Hey Marcus,
thank you for following my suggestion to take the discussion here. I
didn't expect you to do that right away ;-), but here we are ;-)
Yes, sounds about right, plus the actual content like images etc,
but those only once.
On a sidebar: A 20 minutes sync shouldn't make too much sense for
most cases, as afaik Google doesn't poll the feeds all that
frequently. So once an hour should be ok and for example my gf uses
once every four hours, because she is looking for content, not
breaking news.
The only need for frequent updates I can see is for syncing back to
Reader, because you might be switching back to the Google Reader web
interface and expect your changes from the phone to be reflected
already. For this particular case though, there is already a solution
in place: The upload-only-sync, that happens automatically 5 minutes
after your last change.
One way to shrink the MBs would be for NewsRob to use gzip when
talking to Google Reader. But as most users are on a flat rate that
doesn't seem like the right tradeoff in most cases, as gunzipping is
very CPU intensive. And performance is not an aspect that NewsRob is
all that good at right now. Furthermore CPU usage means, burning
through the battery faster and producing more heat, which will also
reduce battery life.
And it would only lessen the problem, not solve it.
Ok, now to the proposed approach, please consider this. You have a
capacity of 500 articles, 500 articles are downloaded in the database
after a "full-sync". 250 of them are read, 250 unread. Ok, so far?
Now you want to make a "partial-sync". You ask Google Reader for the
latest 500 articles that are unread.
Now the 250 articles that are unread in the local database need to
be fetched too. So with this approach you would have only cut this
problem into a half, so instead of 1.000.000 articles (taken from your
mail) it would be 500.000 articles.
And as this doesn't solve my problem, not even reduce it by a
magnitude, I would stop here. But for the sake of argument and because
I might be missing something here, now as we got 500 unread articles
from Google the other 250 articles, that we don't have in our local
database, would need to be added to our local database, right? When
doing that, we would reach a capacity of 750. The limit was 500
though. Which 250 to delete? The read ones? The user might still want
them, in particular might just have marked one (accidentally) as read
and would be annoyed if s/he can't undo his or her action later on.
The last issue might be circumvented somewhat, when decoupling the
storage capacity (let's say we increase that to 5.000) from the
download chunk size (500 articles). But this would mean that an old
article that was in the state read locally will not know when the
article was set to unread in Google Reader. At least not until the
next full sync.
Also having a full and a partial-sync is a complicated concept. Some
users told me that they don't read the release notes, nor the website
and wouldn't even want to watch a video. So everything that is non-
intuitive needs explaining, and therefore will miss many users.

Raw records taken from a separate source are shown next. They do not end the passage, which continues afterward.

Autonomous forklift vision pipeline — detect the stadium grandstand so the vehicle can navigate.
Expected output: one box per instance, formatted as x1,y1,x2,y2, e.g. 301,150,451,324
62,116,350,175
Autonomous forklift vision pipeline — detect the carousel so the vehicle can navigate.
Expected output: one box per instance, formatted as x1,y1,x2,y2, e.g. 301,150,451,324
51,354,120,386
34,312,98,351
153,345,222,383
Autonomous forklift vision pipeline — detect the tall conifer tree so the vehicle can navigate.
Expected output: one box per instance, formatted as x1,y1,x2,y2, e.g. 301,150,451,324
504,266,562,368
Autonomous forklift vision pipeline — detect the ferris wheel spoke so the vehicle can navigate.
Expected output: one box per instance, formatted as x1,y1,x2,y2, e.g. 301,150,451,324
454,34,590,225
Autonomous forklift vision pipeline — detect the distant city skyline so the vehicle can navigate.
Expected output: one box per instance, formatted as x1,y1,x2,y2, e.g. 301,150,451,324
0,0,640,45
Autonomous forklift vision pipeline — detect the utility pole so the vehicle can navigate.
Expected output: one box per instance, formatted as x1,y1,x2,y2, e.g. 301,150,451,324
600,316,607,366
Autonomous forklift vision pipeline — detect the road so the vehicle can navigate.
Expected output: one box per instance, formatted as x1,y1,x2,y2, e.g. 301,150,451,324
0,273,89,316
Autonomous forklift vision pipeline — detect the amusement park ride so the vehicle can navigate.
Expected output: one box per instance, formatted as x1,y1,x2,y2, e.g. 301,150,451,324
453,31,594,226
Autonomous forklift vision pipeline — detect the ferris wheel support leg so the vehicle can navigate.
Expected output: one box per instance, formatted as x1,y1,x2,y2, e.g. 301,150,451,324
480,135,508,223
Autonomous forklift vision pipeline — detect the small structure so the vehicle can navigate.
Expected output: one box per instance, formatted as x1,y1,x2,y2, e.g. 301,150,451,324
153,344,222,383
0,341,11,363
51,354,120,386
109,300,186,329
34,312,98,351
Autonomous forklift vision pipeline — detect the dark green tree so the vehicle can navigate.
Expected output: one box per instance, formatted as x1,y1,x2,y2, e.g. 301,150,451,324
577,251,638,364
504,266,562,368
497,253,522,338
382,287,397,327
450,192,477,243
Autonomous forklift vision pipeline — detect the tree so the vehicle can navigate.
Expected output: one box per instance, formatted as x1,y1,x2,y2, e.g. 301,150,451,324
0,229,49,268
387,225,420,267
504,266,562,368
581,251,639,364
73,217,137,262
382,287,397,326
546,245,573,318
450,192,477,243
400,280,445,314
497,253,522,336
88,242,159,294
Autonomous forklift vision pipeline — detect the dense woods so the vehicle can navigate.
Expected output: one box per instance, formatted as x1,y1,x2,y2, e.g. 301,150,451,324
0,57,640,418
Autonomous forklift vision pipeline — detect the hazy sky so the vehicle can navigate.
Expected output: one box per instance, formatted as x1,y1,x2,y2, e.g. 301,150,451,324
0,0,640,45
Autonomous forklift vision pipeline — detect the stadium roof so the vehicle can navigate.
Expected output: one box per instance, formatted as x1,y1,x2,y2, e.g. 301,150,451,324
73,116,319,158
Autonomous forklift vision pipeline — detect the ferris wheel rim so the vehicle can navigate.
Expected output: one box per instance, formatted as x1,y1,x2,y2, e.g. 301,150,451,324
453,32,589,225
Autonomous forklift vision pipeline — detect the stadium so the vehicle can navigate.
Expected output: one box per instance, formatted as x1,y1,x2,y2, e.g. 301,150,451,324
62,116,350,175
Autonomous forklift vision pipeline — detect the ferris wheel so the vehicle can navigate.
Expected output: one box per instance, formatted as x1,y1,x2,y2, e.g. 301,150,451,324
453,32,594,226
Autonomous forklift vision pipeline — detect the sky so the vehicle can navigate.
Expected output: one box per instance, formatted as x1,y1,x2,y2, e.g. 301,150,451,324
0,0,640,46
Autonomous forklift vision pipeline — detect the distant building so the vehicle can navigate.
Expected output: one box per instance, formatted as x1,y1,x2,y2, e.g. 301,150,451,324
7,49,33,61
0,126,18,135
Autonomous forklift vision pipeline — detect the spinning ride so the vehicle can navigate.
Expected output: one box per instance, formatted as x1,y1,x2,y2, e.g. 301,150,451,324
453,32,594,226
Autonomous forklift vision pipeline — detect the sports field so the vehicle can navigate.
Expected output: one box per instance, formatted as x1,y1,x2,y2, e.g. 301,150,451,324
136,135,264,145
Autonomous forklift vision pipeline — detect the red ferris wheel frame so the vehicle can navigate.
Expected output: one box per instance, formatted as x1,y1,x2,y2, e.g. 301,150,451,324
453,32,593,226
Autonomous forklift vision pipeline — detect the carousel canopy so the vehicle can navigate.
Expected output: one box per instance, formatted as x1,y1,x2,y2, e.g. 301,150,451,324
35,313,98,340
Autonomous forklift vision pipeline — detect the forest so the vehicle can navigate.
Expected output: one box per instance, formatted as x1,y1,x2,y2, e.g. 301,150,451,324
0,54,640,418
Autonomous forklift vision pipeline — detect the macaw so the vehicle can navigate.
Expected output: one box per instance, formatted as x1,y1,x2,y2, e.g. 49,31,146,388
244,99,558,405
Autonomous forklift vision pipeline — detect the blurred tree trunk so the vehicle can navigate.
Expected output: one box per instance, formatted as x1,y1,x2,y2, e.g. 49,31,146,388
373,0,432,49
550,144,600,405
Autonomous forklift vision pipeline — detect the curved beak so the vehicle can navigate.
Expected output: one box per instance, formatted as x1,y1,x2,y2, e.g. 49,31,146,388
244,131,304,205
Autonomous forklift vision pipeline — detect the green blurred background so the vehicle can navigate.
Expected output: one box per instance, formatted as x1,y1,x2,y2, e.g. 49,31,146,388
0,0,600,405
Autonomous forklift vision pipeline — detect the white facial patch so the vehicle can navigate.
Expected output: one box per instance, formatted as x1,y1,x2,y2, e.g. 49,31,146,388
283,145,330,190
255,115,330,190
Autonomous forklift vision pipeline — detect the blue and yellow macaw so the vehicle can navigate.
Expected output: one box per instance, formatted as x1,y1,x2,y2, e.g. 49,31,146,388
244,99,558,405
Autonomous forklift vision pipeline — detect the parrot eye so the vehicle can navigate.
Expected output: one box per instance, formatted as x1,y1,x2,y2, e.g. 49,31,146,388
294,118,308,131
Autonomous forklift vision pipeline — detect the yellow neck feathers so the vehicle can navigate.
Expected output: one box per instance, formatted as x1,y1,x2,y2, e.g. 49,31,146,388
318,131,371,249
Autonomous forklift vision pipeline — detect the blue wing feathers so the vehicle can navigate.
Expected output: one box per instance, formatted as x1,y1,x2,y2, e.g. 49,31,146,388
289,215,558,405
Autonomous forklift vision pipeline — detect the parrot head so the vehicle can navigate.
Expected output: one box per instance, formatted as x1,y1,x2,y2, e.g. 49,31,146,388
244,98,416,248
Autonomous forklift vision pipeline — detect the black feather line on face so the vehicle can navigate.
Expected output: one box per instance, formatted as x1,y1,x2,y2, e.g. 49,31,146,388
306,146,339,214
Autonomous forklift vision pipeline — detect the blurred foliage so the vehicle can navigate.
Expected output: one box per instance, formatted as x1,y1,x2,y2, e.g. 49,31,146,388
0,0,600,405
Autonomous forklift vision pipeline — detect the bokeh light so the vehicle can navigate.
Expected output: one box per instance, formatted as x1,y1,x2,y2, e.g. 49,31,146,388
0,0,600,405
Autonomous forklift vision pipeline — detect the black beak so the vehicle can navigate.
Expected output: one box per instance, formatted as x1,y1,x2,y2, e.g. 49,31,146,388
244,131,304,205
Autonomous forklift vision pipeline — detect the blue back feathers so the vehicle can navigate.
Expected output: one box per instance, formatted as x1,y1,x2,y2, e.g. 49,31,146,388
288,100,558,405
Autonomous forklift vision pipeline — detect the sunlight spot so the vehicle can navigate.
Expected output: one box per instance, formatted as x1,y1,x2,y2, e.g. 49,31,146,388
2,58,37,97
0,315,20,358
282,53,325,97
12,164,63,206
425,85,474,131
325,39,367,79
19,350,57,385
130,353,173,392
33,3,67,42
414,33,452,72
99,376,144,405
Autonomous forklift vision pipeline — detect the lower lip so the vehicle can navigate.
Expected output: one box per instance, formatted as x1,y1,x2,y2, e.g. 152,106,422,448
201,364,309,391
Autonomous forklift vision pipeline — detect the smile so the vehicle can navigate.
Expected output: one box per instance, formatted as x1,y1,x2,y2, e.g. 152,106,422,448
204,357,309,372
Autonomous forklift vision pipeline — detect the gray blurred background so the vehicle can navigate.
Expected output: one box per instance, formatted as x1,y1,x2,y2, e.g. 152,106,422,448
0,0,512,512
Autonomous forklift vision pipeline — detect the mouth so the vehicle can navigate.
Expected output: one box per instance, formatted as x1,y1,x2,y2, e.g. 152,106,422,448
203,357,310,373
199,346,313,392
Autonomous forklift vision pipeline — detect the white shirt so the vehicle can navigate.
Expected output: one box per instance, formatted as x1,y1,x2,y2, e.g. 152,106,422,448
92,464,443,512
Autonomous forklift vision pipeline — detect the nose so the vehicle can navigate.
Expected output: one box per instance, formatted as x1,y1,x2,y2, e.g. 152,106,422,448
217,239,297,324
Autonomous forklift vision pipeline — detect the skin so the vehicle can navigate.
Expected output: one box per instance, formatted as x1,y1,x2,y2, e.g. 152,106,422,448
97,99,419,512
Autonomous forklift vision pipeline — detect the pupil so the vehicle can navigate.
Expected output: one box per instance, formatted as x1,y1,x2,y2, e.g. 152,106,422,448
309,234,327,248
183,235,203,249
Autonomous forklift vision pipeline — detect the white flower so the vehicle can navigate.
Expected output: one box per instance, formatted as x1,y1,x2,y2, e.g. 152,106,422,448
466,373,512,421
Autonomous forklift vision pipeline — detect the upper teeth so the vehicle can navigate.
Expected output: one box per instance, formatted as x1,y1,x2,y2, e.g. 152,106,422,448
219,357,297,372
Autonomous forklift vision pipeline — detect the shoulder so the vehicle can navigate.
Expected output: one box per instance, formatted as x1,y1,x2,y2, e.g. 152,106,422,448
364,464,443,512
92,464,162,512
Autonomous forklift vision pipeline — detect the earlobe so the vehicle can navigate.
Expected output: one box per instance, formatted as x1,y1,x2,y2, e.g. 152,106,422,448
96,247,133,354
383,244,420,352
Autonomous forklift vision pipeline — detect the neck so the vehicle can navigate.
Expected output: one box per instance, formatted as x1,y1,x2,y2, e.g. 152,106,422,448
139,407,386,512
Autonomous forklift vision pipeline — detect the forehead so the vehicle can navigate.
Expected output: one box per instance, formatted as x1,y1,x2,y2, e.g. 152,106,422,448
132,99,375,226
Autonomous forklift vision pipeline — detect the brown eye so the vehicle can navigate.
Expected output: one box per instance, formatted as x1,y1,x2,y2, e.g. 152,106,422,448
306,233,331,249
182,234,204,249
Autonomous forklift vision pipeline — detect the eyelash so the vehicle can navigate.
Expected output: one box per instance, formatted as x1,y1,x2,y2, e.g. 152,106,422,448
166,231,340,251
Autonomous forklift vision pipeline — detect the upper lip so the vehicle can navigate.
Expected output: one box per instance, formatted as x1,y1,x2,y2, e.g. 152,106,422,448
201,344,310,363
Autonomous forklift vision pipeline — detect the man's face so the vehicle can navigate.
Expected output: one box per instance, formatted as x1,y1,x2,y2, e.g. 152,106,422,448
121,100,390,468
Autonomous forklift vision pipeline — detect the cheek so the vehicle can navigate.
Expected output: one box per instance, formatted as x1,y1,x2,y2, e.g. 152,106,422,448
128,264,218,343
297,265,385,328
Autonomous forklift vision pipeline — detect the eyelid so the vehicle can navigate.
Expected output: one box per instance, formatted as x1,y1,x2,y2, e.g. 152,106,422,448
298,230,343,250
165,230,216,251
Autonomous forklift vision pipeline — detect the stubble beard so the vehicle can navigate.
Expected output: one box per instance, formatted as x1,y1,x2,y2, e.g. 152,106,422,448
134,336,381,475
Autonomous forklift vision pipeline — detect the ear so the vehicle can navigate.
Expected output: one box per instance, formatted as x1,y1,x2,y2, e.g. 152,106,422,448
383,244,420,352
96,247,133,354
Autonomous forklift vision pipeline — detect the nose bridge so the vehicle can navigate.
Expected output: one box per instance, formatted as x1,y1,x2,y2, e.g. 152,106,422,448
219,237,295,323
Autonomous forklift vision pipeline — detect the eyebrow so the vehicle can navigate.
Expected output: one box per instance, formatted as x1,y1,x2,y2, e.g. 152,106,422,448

Btw. This is exactly the reasons why I will release a version of
NewsRob on Sunday that has a new navigation, because the old way was
too complicated to explain. You'll see what I am talking about on
Sunday.
But continuing with the original problem: Users will be po'ed,
because they marked something old as read (or unread, or starred, or
shared, etc.) and it doesn't show up with the new state on their
phone. They will hate NewsRob for it, write flame mails to me and post
1-star ratings on the Android Market ;-(
The same problem exists, when using some other undocumented feature
of the Google Reader API, where I can specify when I last accessed
there service, but then it also swallows state changes. After
discovering that I didn't investigate this route further, but maybe
there are even other issues waiting for me.
As stated in my other reply, it comes down to this: I can try to
invest a huge amount of time in ugly, complicated workarounds, but
that is also time that could be spend on ugly performance
problems ;-)
So for the time being performance and some missing features (feeds as
first class citizens) are my priority, but I will get back to this
issue, if only to allow for capacity enlargements beyond 500 articles.
During my performance tests I was working with 5000 articles and that
was ok, or at least roughly as ok as 500 are, but until I don't get
the "intelligent sync" problem solved I can't go down that route.
I still hope that Google will add something helpful to their
protocol, but I am not holding my breath ;-) If you happen to know
somebody in the Google Reader team, please point them to this
problem ;-)
Thanks for taking the time to share your thoughts. I am sure that
using this process we will eventually come up with a solution that we
like or at least accept!
Cheers,
Mariano